First, we calculated the variance of each edge between pancreatic cancer samples and normal samples in the edge-perturbation matrix by the Kruskal–Wallis test. Only the top 30,000 significantly different edges with higher standard deviations (SDs) (also top 30,000 edges with higher SDs) of the edge perturbation of all pancreatic samples would be used for clustering analysis.

4.5. Estimation of the Abundance of Immune Cell Populations

To estimate the abundance of immune cell populations in cancer samples, we used the CIBERSORT algorithm. This is an analytical tool used to estimate the infiltration ratio of different immune cell types in a mixed cell population using gene expression data [51].

4.6. Chemotherapy Response and Immune Checkpoint Inhibitor Treatment Response Prediction

We predict the chemotherapy response of each sample from TCGA database based on the Genomics of Drug Sensitivity in Cancer (GDSC). Two commonly used chemotherapeutic agents were selected, namely, docetaxel and gemcitabine. The prediction process was performed using the R package “pRRophetic”, where the half-maximum inhibitory concentration IC50 of the sample was calculated using ridge regression, and the accuracy of the prediction was assessed using 10-fold cross-validation, according to the GDSC training set.

We further used TCGA’s mRNA expression profile combination subclass mapping method to predict the therapeutic response of our network-based subtypes to immune checkpoint blockade [52].

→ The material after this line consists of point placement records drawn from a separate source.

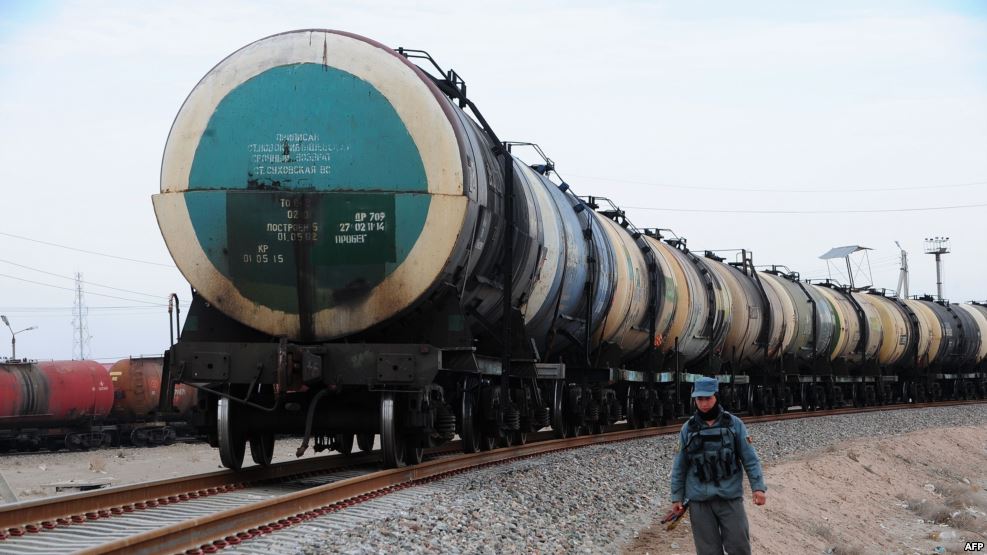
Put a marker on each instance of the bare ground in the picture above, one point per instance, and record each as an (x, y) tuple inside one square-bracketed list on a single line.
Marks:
[(921, 492)]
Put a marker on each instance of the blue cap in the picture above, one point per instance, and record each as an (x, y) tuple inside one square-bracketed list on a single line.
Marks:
[(705, 387)]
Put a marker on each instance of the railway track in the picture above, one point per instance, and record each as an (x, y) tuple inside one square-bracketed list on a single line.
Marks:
[(228, 508)]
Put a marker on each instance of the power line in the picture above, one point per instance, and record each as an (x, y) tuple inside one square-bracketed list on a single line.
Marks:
[(770, 190), (56, 308), (86, 251), (871, 211), (73, 290), (85, 282)]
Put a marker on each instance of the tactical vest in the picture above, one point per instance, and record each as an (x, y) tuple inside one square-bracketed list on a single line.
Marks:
[(713, 452)]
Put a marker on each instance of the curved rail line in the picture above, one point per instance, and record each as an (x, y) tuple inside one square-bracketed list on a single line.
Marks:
[(232, 526)]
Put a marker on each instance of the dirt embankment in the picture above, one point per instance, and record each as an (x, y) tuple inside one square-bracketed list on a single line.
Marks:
[(922, 492)]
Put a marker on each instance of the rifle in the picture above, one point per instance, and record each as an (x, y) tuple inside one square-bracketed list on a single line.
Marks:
[(672, 517)]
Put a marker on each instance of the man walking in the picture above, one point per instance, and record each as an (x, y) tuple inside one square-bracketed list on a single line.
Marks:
[(713, 445)]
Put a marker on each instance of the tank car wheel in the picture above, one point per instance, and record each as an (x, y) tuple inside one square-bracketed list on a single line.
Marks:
[(344, 443), (488, 442), (469, 432), (413, 454), (365, 442), (262, 447), (392, 442), (138, 438), (232, 438)]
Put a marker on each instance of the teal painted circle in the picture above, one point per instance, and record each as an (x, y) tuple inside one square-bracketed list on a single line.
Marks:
[(306, 127), (306, 189)]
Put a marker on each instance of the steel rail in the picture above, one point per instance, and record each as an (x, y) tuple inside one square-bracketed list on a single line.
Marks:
[(189, 534), (41, 511), (270, 515), (118, 500)]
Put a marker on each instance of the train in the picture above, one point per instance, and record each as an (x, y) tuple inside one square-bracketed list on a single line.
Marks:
[(368, 258), (82, 404)]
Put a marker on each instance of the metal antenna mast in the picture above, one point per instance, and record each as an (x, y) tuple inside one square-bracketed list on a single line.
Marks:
[(937, 246), (80, 312), (902, 291)]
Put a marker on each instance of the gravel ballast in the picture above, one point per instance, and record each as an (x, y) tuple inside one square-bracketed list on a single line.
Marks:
[(586, 500)]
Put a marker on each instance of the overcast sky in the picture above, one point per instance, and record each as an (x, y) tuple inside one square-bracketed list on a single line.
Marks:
[(779, 127)]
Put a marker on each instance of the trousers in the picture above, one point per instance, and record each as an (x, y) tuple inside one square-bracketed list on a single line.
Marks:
[(718, 525)]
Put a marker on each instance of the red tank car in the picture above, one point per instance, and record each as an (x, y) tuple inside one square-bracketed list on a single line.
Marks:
[(55, 391), (58, 401)]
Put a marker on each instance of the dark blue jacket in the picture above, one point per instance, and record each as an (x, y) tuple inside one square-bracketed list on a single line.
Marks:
[(686, 483)]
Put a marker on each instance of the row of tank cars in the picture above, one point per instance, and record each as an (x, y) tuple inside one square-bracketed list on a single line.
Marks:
[(78, 404), (368, 257)]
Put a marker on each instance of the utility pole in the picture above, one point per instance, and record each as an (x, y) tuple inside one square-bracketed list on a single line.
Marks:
[(80, 335), (937, 246), (13, 336), (902, 291)]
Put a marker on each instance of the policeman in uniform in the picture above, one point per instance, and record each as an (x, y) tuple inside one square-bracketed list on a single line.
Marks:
[(713, 445)]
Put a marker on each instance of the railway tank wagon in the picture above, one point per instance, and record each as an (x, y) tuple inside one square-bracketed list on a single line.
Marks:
[(136, 394), (368, 257), (54, 404)]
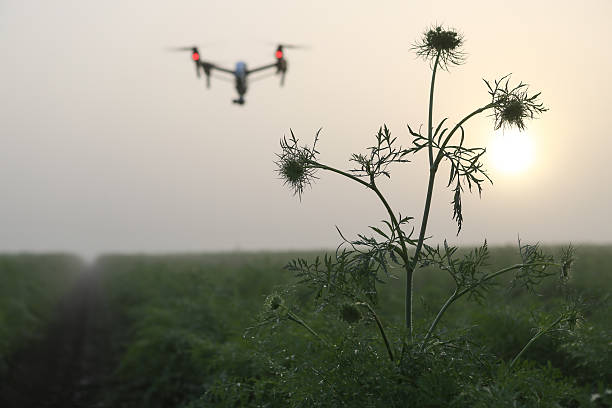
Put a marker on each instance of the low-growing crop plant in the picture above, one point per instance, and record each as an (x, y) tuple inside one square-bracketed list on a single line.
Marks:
[(346, 282)]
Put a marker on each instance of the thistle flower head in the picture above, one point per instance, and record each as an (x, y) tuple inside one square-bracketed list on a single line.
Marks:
[(512, 105), (349, 313), (296, 164), (441, 43), (273, 302)]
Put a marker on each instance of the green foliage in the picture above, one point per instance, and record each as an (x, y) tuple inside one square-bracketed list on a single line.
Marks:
[(183, 340), (31, 287), (352, 277)]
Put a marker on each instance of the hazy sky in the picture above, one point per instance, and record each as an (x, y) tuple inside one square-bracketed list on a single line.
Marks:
[(110, 143)]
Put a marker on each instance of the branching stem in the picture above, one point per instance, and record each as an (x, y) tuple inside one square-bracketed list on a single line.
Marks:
[(380, 327), (539, 334), (459, 293), (295, 318), (372, 186)]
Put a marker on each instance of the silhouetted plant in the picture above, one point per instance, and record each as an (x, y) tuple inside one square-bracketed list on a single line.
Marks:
[(348, 280)]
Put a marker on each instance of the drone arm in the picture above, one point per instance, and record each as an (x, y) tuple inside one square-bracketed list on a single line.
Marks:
[(221, 69), (275, 65)]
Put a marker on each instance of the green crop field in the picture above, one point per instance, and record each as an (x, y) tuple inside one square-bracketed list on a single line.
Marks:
[(31, 286), (187, 333)]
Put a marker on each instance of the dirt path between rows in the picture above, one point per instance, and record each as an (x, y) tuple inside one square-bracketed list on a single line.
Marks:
[(69, 366)]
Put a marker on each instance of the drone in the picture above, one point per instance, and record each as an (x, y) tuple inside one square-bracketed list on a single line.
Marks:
[(241, 72)]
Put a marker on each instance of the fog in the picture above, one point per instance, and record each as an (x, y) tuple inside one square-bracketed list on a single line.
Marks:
[(108, 142)]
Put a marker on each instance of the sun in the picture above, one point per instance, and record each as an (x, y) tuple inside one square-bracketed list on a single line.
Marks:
[(511, 151)]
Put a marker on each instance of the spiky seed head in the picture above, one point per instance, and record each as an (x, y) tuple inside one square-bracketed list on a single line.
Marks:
[(442, 40), (513, 105), (296, 164), (513, 112), (350, 313), (442, 43), (293, 171)]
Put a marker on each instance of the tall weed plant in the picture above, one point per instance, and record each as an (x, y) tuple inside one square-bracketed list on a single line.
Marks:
[(336, 350)]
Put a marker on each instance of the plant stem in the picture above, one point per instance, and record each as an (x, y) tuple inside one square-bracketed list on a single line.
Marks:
[(440, 155), (380, 328), (372, 186), (295, 318), (457, 294), (539, 334), (430, 121), (432, 175)]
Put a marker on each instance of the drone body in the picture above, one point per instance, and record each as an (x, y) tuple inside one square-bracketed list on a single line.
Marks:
[(241, 72)]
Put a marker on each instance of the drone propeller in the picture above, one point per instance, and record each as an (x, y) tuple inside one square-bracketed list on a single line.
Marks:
[(195, 56)]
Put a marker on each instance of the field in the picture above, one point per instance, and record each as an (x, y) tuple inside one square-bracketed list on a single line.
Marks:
[(193, 331)]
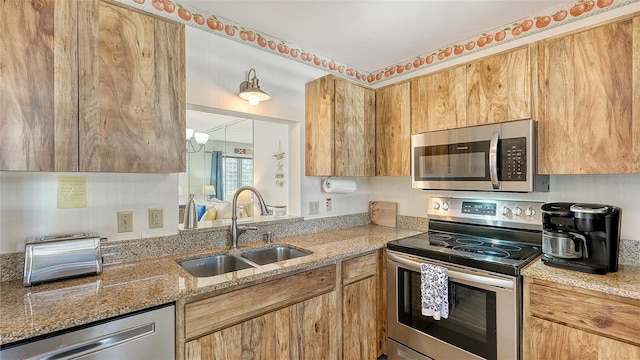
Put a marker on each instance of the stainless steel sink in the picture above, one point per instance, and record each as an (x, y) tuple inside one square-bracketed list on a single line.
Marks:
[(273, 254), (214, 265)]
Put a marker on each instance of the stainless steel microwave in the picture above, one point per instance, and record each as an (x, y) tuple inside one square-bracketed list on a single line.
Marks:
[(492, 157)]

4.7. Identifying Subtype-Specific Pathways

The cancer sample matrix was standardized by the Z-score methodology, which converted the mean of each row (corresponding to feature edge) to zero and variance to one. First, we employ hierarchical clustering using complete linkage method to define clusters of the rows of the matrix, with the cluster number set to 100, and clusters containing more than 30 edges were retained. Afterwards, the mean values of the perturbation for each edge in subtype-3 were calculated through Z-scores. Then, the ratio of edges whose absolute value of the average perturbation was greater than 0.5 in each retained cluster was obtained. A cluster with a percentage greater than 70% was considered as a perturbed cluster for subtype-3. All edges in all of the perturbed clusters for subtype-3 constituted the subtype-specific networks. All genes involved in the subtype-specific network were used for pathway enrichment analysis by Metascape (http://metascape.org, accessed on 11 November 2021). The KEGG and Reactome pathways with a p-value less than 0.01 were retained. Finally, the subtype-specific pathways were identified.

4.8. Survival Analysis

We compared the survival prognosis (overall survival (OS), progression-free survival (PFS), disease-free survival (DFS) and disease-specific survival (DSS)) of patients in different network-based subtypes using Kaplan–Meier curve. The log-rank test used p < 0.05 as the threshold to detect significant differences in survival time. Meanwhile, survival analysis of genes with the top 10 highest degrees in the subtype-3 specific network were operated based on GEPIA (Gene Expression Profiling Interactive Analysis) database [53].

4.9. Statistical Analysis

All statistical analyses were carried out using R (version 3.6.1). The survival curve of the prognostic analysis was generated by the Kaplan–Meier method, and the statistical significance was tested by the log-rank test. In order to test whether the differences among the subtypes were statistically significant, Kruskal–Wallis one-way Analysis of Variance (Kruskal–Wallis) test was performed. Then, the R package “maftools” was used to present the mutation landscape of the samples.

5. Conclusions

In this study, we constructed an association network by edge-perturbation, which includes both direct and indirect regulation between two genes. These findings may help us to understand the heterogeneity of pancreatic cancer and improve our understanding of pathogenesis and pathophysiological mechanisms and improve the accuracy of predicting prognosis.